Muzeum Historii Polskiego Ruchu Ludowego kieruje z nadania PSL dr Janusz Gmitruk. – To agent Służb Bezpieczeństwa, który w czasie PRL donosił na 21 osób, w tym na prof. prof. Andrzeja Friszkego, który potem był przez dwa lata inwigilowany. Mówimy o człowieku, który został prawomocnie skazany za kłamstwo lustracyjne – przypomniał dziś w RMF FM dziennikarz Robert Mazurek.

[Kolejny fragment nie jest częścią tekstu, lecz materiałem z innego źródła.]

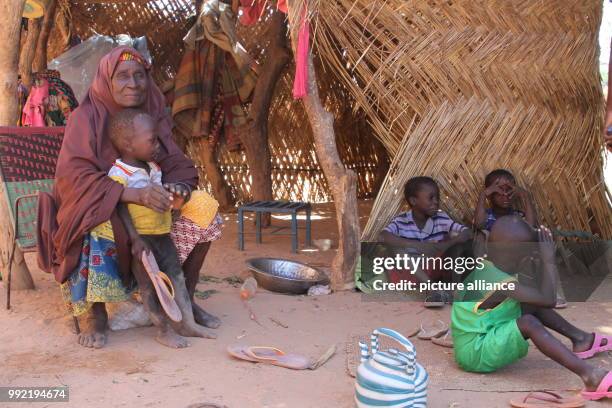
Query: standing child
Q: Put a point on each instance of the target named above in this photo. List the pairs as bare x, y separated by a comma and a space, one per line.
133, 134
491, 327
503, 195
425, 223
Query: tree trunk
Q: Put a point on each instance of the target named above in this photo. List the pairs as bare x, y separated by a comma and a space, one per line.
343, 182
255, 136
11, 10
26, 56
205, 156
40, 58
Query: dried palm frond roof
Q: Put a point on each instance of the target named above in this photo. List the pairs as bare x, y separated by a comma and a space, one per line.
527, 69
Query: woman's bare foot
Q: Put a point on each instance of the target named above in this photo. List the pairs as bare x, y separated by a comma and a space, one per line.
94, 329
169, 338
195, 330
204, 318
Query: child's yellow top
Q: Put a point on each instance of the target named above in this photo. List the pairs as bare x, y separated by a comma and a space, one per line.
145, 220
201, 208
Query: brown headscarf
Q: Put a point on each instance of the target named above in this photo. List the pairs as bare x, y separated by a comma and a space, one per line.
84, 196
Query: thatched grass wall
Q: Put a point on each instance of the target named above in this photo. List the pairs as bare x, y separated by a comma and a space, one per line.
467, 85
295, 170
527, 71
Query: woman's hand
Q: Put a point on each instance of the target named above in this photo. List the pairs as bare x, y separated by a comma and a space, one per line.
547, 245
139, 247
496, 187
155, 197
180, 194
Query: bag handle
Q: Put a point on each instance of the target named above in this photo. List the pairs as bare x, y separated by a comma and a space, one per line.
401, 339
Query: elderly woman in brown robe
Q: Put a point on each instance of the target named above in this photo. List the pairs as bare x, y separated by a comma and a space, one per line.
85, 197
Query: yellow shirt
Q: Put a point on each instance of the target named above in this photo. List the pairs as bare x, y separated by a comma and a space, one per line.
145, 220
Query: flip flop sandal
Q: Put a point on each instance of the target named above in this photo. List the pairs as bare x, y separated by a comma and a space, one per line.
270, 355
274, 356
547, 399
603, 390
163, 287
239, 352
428, 332
444, 341
597, 347
433, 301
561, 303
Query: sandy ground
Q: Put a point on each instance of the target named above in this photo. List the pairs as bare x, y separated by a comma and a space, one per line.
37, 347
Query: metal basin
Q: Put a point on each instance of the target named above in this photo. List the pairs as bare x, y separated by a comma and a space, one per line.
284, 276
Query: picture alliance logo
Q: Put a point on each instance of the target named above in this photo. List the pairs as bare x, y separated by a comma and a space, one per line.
406, 262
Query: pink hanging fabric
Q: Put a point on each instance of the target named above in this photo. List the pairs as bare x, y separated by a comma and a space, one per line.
34, 110
281, 5
251, 11
300, 82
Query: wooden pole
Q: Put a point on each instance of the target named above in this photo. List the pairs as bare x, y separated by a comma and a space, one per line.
255, 136
40, 57
342, 182
26, 56
10, 25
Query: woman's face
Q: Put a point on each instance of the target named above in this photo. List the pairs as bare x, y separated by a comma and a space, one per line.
129, 84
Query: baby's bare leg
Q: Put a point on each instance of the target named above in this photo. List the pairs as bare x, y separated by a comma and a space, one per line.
167, 259
166, 335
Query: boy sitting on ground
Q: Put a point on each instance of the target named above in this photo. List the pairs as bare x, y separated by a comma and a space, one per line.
505, 197
490, 329
425, 223
132, 132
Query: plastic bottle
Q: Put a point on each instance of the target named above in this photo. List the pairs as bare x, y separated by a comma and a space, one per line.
248, 288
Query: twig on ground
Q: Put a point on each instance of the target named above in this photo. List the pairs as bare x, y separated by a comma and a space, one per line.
279, 323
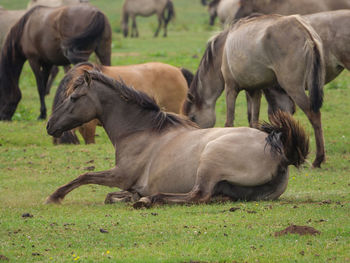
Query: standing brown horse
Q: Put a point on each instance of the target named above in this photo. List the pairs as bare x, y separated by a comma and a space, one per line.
50, 36
165, 159
288, 7
333, 29
135, 8
168, 85
254, 55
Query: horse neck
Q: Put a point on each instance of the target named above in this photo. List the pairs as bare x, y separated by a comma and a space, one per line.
121, 119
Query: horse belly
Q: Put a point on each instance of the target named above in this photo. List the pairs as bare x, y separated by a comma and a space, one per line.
240, 158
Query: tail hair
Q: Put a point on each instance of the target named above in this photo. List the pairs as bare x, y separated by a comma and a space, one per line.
286, 137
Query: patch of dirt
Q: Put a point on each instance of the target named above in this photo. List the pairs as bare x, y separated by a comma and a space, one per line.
300, 230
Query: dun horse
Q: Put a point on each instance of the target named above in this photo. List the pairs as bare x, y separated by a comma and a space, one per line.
258, 60
163, 158
333, 29
288, 7
135, 8
168, 86
54, 3
50, 36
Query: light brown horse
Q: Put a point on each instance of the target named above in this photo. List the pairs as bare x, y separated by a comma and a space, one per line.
135, 8
288, 7
223, 9
164, 158
50, 36
168, 85
333, 29
254, 55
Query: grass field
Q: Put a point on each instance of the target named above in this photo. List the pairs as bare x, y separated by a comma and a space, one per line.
31, 168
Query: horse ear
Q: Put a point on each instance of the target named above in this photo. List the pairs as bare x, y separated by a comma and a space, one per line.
87, 77
190, 97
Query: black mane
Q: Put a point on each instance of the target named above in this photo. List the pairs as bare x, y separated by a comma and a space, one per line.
161, 120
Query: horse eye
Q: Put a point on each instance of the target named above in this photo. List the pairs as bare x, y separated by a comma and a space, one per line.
73, 98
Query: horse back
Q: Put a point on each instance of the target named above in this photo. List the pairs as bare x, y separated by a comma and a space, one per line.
165, 83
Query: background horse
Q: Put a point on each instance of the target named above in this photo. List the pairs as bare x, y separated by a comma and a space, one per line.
224, 9
288, 7
333, 29
260, 63
135, 8
50, 36
165, 159
168, 86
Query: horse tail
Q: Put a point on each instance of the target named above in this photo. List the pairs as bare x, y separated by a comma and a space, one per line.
125, 21
188, 75
286, 137
75, 45
315, 75
11, 63
171, 11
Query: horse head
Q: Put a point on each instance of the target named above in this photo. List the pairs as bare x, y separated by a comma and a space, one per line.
79, 107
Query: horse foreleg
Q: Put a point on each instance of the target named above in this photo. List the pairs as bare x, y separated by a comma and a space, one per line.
134, 28
231, 96
254, 107
160, 20
41, 72
113, 178
121, 196
52, 76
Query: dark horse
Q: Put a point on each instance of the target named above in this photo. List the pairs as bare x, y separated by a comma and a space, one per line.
165, 158
50, 36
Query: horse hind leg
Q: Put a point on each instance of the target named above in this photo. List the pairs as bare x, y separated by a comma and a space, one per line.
160, 20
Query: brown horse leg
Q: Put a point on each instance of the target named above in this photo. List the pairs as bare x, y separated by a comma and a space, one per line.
113, 178
160, 20
41, 72
315, 119
121, 196
255, 97
53, 74
231, 96
134, 28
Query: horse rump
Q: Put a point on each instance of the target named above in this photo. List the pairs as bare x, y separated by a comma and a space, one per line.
287, 137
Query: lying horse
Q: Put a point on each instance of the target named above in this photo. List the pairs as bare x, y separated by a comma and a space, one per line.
253, 55
50, 36
333, 29
168, 85
135, 8
54, 3
165, 158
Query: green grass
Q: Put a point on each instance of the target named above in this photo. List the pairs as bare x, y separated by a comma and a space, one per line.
31, 168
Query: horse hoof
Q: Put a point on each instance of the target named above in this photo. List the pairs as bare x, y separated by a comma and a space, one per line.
144, 202
52, 200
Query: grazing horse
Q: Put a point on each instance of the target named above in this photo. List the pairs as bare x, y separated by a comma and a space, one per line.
50, 36
54, 3
253, 55
164, 158
333, 29
135, 8
288, 7
168, 85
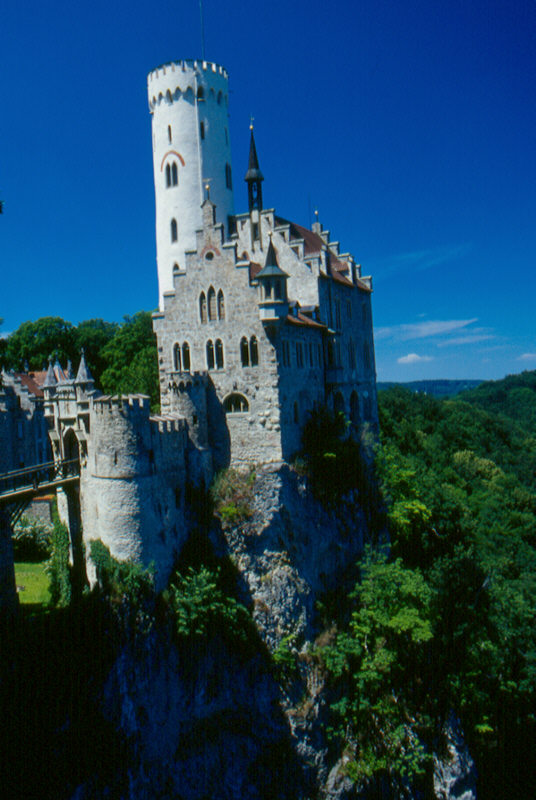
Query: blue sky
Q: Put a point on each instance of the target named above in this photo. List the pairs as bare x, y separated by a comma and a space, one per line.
411, 126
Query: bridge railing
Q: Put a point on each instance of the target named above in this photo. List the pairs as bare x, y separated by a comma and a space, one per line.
32, 477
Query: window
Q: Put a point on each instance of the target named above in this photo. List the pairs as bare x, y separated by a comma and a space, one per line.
253, 351
221, 305
219, 354
203, 307
210, 355
211, 304
354, 408
235, 404
177, 358
351, 354
186, 357
244, 352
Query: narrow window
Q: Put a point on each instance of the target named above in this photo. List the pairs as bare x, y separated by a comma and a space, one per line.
228, 176
221, 305
186, 357
211, 304
203, 307
177, 357
219, 354
235, 404
210, 355
244, 352
253, 351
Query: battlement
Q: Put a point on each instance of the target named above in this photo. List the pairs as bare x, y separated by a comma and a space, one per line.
202, 79
125, 404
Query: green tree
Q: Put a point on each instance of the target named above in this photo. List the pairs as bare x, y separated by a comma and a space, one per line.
131, 359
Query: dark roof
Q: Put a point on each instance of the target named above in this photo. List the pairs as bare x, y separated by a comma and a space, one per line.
254, 173
301, 319
33, 381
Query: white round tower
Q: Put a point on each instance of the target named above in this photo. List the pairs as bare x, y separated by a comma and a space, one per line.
188, 101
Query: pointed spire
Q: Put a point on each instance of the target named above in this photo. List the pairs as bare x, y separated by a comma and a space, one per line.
254, 177
50, 379
83, 375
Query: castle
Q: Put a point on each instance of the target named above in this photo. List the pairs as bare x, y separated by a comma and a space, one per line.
260, 320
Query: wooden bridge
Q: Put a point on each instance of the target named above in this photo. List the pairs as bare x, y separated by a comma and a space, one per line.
19, 487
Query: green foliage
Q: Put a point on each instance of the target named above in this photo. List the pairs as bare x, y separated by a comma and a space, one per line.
201, 609
460, 485
232, 495
131, 358
31, 540
57, 566
379, 664
35, 342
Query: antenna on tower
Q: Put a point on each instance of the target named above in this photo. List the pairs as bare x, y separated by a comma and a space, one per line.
202, 30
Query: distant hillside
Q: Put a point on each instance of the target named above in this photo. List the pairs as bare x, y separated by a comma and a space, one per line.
513, 396
438, 388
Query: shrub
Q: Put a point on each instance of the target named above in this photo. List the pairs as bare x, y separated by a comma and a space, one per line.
57, 566
232, 495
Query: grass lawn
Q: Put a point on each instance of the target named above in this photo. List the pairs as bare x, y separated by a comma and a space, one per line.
32, 583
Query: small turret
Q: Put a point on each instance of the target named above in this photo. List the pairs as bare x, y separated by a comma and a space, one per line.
254, 177
272, 280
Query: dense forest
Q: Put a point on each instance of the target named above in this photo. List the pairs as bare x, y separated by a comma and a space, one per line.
441, 623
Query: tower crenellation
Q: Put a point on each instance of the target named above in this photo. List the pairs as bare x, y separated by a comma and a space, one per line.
188, 101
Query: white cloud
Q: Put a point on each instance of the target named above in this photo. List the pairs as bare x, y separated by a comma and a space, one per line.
422, 330
413, 358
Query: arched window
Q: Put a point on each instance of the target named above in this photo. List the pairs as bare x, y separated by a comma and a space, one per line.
366, 356
253, 351
354, 408
211, 304
221, 305
186, 357
244, 352
177, 357
235, 404
203, 307
228, 176
351, 354
219, 354
210, 354
338, 402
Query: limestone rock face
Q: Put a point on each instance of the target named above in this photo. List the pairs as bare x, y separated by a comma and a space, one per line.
454, 773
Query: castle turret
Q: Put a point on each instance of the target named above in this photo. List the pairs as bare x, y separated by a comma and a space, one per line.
188, 101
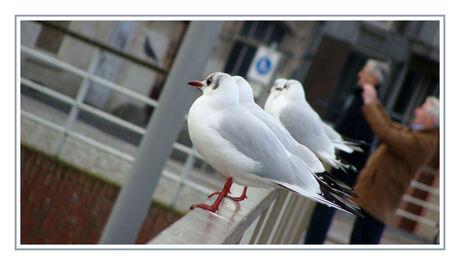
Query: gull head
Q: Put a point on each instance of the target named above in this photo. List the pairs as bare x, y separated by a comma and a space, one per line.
220, 86
277, 87
244, 89
293, 90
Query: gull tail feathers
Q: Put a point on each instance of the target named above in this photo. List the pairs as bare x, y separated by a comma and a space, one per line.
327, 197
347, 147
351, 141
337, 164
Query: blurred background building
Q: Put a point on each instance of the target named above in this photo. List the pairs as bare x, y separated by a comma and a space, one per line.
89, 88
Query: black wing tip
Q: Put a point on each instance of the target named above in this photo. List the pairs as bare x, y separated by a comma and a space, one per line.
355, 141
340, 200
336, 184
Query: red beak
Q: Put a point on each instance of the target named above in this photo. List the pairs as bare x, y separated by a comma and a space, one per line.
195, 83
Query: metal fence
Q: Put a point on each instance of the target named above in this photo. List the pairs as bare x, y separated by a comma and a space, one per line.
280, 213
77, 104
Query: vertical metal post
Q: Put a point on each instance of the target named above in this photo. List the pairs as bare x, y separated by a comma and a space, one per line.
136, 194
184, 175
81, 95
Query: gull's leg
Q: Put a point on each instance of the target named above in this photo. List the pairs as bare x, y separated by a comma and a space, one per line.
242, 197
213, 208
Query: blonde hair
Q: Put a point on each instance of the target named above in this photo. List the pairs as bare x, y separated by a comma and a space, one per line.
433, 108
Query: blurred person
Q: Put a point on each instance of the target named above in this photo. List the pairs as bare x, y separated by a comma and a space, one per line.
391, 167
350, 124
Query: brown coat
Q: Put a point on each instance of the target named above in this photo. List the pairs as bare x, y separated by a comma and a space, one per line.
390, 169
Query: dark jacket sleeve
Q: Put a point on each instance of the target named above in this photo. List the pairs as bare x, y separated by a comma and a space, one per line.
401, 142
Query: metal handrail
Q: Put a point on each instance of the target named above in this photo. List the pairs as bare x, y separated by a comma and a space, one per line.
104, 47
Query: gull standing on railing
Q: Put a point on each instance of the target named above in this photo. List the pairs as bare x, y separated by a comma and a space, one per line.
246, 99
240, 146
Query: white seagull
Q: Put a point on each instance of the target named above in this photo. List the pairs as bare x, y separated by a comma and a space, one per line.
304, 124
240, 146
246, 99
275, 93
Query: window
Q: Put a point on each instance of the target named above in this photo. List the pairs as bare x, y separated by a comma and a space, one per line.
50, 39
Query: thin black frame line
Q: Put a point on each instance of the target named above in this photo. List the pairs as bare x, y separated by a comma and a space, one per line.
442, 17
236, 15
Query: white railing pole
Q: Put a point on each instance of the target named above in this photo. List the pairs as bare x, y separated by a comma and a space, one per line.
135, 196
184, 175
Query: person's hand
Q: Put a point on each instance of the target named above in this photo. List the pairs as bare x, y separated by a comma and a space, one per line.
369, 94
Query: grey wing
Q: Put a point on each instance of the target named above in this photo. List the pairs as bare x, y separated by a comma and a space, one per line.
304, 127
254, 139
287, 140
331, 133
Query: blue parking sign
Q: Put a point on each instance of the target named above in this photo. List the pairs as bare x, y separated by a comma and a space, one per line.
263, 65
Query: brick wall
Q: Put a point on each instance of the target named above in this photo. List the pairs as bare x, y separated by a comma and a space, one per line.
62, 205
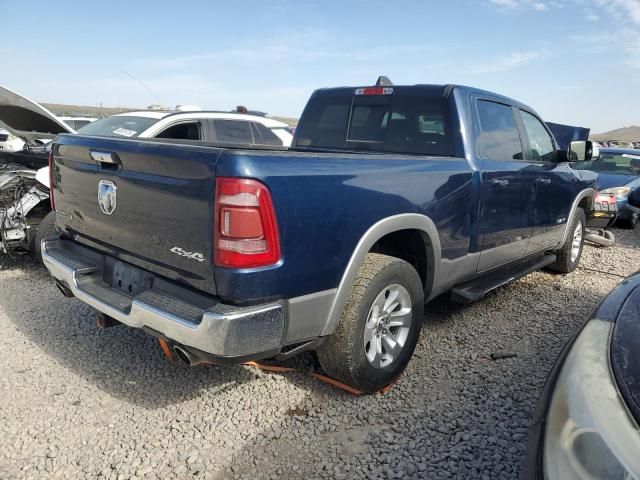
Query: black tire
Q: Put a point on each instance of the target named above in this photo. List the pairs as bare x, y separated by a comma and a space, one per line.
46, 228
343, 356
564, 262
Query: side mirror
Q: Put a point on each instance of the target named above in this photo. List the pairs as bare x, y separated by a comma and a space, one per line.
580, 151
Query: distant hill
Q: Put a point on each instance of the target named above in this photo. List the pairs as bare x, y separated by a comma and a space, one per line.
85, 111
625, 134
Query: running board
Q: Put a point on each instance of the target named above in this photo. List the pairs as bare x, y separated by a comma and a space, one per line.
477, 288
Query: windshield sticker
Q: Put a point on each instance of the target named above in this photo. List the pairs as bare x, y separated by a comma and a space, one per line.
124, 132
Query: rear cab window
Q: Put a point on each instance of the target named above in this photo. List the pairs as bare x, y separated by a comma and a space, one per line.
395, 123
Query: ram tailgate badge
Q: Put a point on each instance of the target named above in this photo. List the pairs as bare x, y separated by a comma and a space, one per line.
107, 196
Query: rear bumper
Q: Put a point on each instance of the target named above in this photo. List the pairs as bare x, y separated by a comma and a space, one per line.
177, 313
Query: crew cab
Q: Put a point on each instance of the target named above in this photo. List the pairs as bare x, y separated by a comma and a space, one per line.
388, 197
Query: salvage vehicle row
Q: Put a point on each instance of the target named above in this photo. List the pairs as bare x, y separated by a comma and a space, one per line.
389, 197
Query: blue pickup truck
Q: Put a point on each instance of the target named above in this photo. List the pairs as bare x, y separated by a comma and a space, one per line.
389, 197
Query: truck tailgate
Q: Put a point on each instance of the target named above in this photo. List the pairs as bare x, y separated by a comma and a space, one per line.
149, 203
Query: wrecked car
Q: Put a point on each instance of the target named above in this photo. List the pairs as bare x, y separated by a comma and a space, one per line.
24, 172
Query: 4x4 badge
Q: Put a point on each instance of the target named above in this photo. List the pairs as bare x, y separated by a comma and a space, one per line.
107, 196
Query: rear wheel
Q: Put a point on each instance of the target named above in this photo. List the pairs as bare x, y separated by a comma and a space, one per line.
46, 228
380, 325
568, 256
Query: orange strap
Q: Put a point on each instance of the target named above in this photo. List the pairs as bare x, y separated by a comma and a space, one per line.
318, 376
269, 368
166, 349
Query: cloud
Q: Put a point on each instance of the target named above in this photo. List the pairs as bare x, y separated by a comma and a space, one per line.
292, 47
508, 62
540, 7
591, 16
620, 31
515, 5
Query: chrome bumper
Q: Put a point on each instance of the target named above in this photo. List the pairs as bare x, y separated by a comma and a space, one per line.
168, 309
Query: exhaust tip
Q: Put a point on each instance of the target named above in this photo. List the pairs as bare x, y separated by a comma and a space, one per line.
66, 291
182, 354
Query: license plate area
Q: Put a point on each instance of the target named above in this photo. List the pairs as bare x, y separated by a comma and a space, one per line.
126, 278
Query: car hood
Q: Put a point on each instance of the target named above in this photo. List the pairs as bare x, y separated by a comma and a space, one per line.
625, 344
609, 180
28, 119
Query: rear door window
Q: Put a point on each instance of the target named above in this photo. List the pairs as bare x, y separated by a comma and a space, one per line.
233, 131
410, 124
182, 131
499, 138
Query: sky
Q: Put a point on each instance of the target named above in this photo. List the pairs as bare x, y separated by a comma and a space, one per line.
573, 61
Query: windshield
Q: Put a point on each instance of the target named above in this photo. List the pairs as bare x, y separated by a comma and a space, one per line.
118, 126
383, 123
620, 163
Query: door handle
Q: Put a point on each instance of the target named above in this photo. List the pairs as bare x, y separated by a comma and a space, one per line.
106, 160
499, 182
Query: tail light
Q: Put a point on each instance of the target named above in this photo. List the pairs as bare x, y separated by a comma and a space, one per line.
51, 201
245, 229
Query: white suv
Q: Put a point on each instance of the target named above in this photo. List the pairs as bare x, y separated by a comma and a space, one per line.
213, 127
9, 142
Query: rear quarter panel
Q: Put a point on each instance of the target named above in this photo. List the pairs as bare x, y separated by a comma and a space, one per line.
325, 202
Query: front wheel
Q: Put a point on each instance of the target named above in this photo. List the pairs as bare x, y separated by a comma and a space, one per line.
380, 325
568, 256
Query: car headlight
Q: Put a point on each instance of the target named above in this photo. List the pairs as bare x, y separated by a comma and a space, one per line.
617, 191
589, 433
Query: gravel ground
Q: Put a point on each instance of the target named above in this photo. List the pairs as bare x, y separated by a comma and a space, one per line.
78, 402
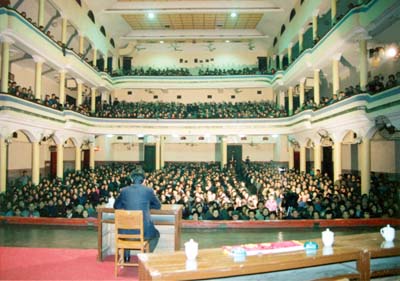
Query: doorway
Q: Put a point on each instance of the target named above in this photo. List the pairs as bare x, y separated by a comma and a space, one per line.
149, 158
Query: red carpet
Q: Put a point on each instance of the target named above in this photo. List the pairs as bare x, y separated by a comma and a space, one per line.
58, 264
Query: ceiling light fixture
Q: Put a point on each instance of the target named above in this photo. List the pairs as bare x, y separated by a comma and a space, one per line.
151, 15
391, 52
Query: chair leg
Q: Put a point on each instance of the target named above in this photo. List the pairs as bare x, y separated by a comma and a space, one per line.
116, 262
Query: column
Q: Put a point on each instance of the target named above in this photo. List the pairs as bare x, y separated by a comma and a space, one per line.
291, 157
162, 151
365, 165
5, 62
316, 86
94, 57
337, 160
3, 164
91, 156
35, 163
79, 92
301, 32
333, 12
81, 41
281, 61
38, 76
302, 158
315, 25
301, 91
62, 87
224, 152
363, 64
93, 101
60, 161
78, 158
41, 13
290, 100
115, 63
64, 22
335, 74
317, 156
158, 153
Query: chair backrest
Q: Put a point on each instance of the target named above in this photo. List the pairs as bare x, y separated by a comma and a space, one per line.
129, 224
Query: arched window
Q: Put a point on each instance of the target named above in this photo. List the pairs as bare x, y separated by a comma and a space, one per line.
283, 28
275, 41
91, 16
102, 30
292, 14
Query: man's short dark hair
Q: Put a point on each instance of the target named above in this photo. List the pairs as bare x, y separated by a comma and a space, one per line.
137, 177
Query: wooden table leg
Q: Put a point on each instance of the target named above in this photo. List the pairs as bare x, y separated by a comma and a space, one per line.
364, 265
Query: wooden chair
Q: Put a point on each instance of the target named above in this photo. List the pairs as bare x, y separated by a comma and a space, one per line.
132, 220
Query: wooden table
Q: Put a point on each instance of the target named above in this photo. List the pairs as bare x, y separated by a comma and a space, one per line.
213, 263
167, 221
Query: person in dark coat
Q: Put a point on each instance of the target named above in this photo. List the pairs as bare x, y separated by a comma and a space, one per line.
137, 196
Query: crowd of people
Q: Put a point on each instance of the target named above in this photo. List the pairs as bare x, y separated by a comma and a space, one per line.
140, 71
150, 71
376, 85
243, 191
201, 110
232, 71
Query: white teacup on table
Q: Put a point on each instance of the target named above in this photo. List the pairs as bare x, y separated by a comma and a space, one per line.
388, 233
191, 249
328, 237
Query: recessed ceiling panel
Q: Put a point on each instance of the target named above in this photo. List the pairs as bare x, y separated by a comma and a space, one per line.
192, 21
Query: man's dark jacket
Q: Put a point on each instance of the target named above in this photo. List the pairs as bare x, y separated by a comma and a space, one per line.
140, 197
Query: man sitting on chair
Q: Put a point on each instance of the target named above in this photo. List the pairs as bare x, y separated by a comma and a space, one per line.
136, 197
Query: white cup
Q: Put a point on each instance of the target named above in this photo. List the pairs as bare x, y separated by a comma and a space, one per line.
328, 237
191, 249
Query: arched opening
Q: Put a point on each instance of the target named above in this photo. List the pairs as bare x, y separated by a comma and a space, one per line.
91, 16
283, 28
292, 14
103, 30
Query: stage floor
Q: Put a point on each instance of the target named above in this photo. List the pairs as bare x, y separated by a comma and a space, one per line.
86, 237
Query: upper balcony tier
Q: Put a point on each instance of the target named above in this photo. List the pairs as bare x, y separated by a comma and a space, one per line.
358, 23
355, 113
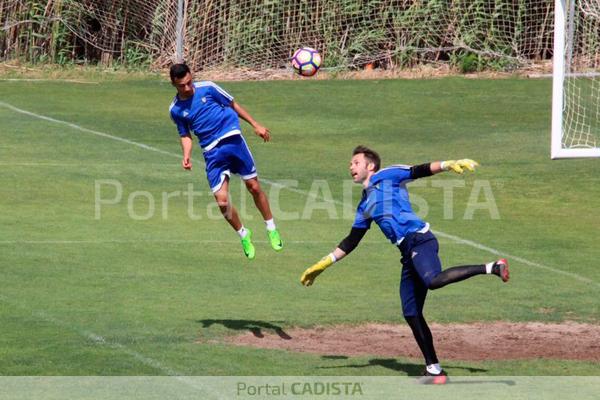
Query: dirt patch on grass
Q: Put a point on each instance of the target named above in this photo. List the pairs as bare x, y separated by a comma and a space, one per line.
476, 342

– Tak, został powołany na to stanowisko przez marszałka Adama Struzika z PSL – przyznał szef PSL-u
– Nie wstyd Panu? – dopytywał dziennikarz
– Nie – stwierdził Kosiniak-Kamysz, czym wywołał oburzenie prowadzącego, dodając, że dr Gmitruk dobrze wykonuje swoje obowiązki, a "Jeżeli popełnił błąd, to powinien przeprosić".
Czytaj też:
Spięcie pomiędzy szefem PSL a Robertem Mazurkiem: Nie wstyd Panu?!
Do rozmowy odniósł się na Twitterze Piotr Woyciechowski.
"Ważny i doniosły fragment wypowiedzi Władysława Kosiniaka-Kamysza, bo obrazujący w jakim stopniu PSL jeszcze dzisiaj jest ubabrany w agenturę komunistycznej bezpieki" – ocenił.